This sentiment will manifest in institution features that entrench poverty, rather than combat it, as it would appear. For example, I understand the Church would take orphans off the street to be trained as clergy. Only, I also understand that clergy took vows of poverty...


Strength cannot be redistributed, but I can see few hard limits on who can decide to develop strength, once everyone else is prevented from ganging up on them. The poor are not oppressively prevented from using their powers, they're prevented from developing them in the first place.

3 comments:

Jehu said...

There are two types of poverty, although one is very rare in the US presently, although perhaps not for very much longer.
The first type is what I'll call 'functional' poverty. Poor people in this position can be helped through fairly ordinary means---e.g., helping them get a job or get through a rough time. Charities do a very good job of dealing with these cases, which is why they're very rare in the US right now. The second kind is dysfunctional poverty, which is poverty that is the result of another major dysfunction. This is what most of the poverty in the US is now. Back in the Depression it was mostly functional poverty.

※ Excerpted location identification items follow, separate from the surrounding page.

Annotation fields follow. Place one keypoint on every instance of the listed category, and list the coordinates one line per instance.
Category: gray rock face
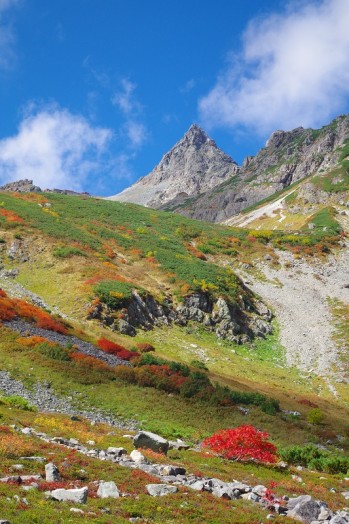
(194, 165)
(52, 473)
(287, 157)
(304, 508)
(78, 495)
(237, 323)
(108, 490)
(160, 490)
(21, 186)
(149, 440)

Perhaps in our coming new and improved Depression we'll see a lot of it again.

Alrenous said...

I see power centres, e.g. the state, intentionally increasing dysfunctional poverty. Would you agree?

Jehu said...

Alrenous,
Certainly we've aggravated the dysfunctional poverty problem---mody notably by promoting single motherhood and perverse incentives. But a lot of the residual is the result of bona fide mental illness.